Moving away from the constraints of traditional meenakari jewellery also allows her to experiment with precious gemstones and a modern aesthetic. The brand’s constant leitmotif, the Lotus flower gets a modern makeover as a vibrant purple-hued kunzite stone sits boldly on a lotus leaf using green enamel. Other pieces from the collection employ the use of unique colour combinations like turquoise gemstone with green enamel set, art nouveau pieces in coral and translucent mother-of-pearl pieces with floral designs.
The pliqué-a-jour technique also serves as an unexpected solution to design plagiarism, an issue that Sunita Shekhawat’s designs often face. “The designs and technique behind the pieces can’t easily be copied, it can easily take 4-5 years to do so,” says the designer. “The process is very time consuming and chances of failure are very high. The application of enamel in the gold valve has to be very precise, and one wrong step and you will have to redo the whole thing.

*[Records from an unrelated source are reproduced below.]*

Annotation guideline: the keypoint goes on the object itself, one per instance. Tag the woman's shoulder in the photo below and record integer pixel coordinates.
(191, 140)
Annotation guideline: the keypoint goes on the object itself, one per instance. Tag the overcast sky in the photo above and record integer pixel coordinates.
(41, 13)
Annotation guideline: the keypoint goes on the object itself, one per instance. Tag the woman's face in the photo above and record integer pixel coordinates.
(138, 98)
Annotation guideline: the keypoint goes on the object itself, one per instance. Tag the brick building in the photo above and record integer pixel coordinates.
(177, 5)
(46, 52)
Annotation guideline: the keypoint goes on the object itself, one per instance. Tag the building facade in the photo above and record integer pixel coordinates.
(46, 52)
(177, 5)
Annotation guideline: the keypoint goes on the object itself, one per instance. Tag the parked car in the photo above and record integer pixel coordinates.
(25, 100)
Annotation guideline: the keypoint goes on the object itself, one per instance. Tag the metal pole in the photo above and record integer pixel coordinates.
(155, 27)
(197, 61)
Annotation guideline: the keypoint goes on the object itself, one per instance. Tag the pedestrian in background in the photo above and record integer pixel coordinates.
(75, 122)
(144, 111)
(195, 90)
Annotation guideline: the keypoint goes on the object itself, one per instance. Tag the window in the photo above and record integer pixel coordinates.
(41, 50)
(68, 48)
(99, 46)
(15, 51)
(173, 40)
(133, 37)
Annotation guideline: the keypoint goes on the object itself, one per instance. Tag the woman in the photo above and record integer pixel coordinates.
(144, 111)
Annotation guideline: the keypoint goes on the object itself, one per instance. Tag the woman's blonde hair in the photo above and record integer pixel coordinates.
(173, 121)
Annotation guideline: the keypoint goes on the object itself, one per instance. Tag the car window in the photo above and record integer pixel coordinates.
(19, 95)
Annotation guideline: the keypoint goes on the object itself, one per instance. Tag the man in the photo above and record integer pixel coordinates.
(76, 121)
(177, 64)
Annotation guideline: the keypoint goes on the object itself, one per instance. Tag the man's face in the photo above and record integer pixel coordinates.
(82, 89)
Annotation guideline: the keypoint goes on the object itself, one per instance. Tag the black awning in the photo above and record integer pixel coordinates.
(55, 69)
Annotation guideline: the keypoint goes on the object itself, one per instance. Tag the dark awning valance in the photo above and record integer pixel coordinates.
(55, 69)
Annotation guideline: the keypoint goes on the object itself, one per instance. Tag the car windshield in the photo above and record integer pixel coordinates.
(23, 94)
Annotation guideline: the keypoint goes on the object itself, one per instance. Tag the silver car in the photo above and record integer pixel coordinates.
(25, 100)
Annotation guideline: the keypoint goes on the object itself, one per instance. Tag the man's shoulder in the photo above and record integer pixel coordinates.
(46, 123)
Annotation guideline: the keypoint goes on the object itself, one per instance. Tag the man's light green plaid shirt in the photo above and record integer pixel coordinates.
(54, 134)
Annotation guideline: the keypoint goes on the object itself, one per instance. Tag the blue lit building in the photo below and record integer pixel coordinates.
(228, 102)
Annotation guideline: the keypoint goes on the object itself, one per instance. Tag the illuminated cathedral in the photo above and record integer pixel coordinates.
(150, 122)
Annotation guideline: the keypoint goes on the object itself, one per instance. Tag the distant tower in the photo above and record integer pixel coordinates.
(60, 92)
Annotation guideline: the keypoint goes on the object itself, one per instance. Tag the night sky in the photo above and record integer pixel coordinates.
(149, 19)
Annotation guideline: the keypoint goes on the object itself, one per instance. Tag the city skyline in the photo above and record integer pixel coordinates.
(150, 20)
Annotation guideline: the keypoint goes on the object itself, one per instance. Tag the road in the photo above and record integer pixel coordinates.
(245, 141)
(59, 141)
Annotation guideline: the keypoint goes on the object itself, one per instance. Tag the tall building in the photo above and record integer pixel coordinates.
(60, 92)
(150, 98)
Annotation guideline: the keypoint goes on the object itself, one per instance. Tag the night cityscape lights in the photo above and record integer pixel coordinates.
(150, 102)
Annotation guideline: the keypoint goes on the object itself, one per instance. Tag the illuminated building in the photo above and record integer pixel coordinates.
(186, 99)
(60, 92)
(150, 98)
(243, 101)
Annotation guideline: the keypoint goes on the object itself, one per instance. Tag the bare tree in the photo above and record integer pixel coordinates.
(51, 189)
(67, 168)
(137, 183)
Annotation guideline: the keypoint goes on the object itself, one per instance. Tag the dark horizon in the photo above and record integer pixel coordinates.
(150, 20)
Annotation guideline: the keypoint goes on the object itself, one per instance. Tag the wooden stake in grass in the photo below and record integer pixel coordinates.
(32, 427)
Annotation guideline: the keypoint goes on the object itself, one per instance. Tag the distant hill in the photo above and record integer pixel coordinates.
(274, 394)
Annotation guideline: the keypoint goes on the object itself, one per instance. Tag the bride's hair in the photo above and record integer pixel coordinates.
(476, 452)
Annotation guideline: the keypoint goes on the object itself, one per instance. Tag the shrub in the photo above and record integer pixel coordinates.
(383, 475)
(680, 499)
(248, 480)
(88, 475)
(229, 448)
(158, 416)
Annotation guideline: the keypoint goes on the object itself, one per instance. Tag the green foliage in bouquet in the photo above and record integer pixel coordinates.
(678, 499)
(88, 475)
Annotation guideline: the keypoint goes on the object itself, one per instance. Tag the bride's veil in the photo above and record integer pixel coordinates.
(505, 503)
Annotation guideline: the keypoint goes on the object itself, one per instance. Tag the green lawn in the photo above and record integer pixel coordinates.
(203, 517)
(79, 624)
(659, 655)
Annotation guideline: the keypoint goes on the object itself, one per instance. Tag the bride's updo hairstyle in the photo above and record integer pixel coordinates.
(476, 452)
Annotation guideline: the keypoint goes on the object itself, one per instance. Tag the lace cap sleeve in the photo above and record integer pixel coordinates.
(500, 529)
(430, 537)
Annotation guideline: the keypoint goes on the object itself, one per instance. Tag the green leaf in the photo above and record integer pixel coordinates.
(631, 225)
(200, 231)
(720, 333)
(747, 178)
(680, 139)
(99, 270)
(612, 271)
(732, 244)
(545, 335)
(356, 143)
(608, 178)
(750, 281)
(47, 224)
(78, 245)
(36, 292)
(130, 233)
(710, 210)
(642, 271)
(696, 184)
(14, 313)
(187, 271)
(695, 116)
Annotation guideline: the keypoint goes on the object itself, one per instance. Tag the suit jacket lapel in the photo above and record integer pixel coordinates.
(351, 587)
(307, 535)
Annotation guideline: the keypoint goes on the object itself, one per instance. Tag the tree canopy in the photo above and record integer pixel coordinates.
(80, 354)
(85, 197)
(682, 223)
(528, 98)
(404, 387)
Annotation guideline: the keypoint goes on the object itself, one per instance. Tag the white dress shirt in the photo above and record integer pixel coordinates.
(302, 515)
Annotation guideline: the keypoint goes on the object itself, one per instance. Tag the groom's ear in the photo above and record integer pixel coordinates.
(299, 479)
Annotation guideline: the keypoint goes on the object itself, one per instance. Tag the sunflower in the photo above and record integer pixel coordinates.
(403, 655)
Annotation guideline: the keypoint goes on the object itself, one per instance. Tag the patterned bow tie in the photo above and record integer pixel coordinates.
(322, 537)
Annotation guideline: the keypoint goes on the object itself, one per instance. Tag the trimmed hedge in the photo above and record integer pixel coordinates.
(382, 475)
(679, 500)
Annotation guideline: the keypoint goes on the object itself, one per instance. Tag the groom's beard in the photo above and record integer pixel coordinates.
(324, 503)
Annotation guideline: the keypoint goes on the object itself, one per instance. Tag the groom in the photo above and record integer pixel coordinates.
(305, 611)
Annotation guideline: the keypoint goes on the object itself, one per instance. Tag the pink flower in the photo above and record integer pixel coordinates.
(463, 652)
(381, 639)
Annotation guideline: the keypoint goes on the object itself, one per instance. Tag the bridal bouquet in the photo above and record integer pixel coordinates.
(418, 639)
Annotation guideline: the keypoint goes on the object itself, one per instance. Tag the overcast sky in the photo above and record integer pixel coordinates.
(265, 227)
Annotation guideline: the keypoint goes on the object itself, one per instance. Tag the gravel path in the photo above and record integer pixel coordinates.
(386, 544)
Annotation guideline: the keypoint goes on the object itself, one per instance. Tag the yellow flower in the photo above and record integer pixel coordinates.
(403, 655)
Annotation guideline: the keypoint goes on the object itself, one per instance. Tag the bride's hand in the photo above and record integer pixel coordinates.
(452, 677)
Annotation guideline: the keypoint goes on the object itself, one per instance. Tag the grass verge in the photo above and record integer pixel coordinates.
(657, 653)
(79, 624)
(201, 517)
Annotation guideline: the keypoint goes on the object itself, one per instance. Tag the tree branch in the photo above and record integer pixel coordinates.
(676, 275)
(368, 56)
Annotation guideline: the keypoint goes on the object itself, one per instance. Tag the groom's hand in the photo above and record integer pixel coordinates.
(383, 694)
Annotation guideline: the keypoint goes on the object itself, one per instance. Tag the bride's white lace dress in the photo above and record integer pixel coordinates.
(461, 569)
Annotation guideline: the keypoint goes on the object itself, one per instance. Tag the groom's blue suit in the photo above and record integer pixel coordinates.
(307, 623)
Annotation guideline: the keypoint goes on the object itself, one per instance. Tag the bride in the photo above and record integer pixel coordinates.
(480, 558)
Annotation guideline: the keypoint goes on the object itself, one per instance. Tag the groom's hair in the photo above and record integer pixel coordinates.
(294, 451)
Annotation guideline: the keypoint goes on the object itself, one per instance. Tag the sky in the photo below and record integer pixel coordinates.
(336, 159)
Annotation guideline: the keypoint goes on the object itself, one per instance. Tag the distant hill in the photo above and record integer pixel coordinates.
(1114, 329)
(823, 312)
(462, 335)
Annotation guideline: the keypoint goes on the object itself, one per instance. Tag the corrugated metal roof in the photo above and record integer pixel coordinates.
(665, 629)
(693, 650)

It’s very important that the enamel creates a vitreous stained-glass effect as per desire so that the precious stones can be placed around it.”
It is for these reasons that this highly-specialised form took over two years to develop and perfect at the House of Sunita Shekhawat. The designer painstakingly trained her in-house craftsmen in the technique. “These artisans have been working with me for almost 25 years now and their lives and work isn’t simply governed by monetary gains but by passion for the form. They are as passionate and invested in creating beautiful jewellery as me, and we often sit across the table discussing and perfecting the pieces. The karigars are an integral part of the process,” says Sunita Shekhawat.
The city of Jaipur serves as a perennial inspiration as well as a playing field of opportunities for the designer to work with. “The advantage of being in the city is that you can source any gemstone, get it cut as per your requirement, work with the best artisans, meenakars and polishers in the country. The big French and Italian jewellery houses often come here and stay for months to get their pieces made. I am lucky to be based here and this helps me create the kind of jewellery that is expected from the house of Sunita Shekhawat.” From traditional meenakari pieces to the modern art deco styles of the Bijou Bijou collection, each piece is designed to cater to various whims and fancies of the modern day woman.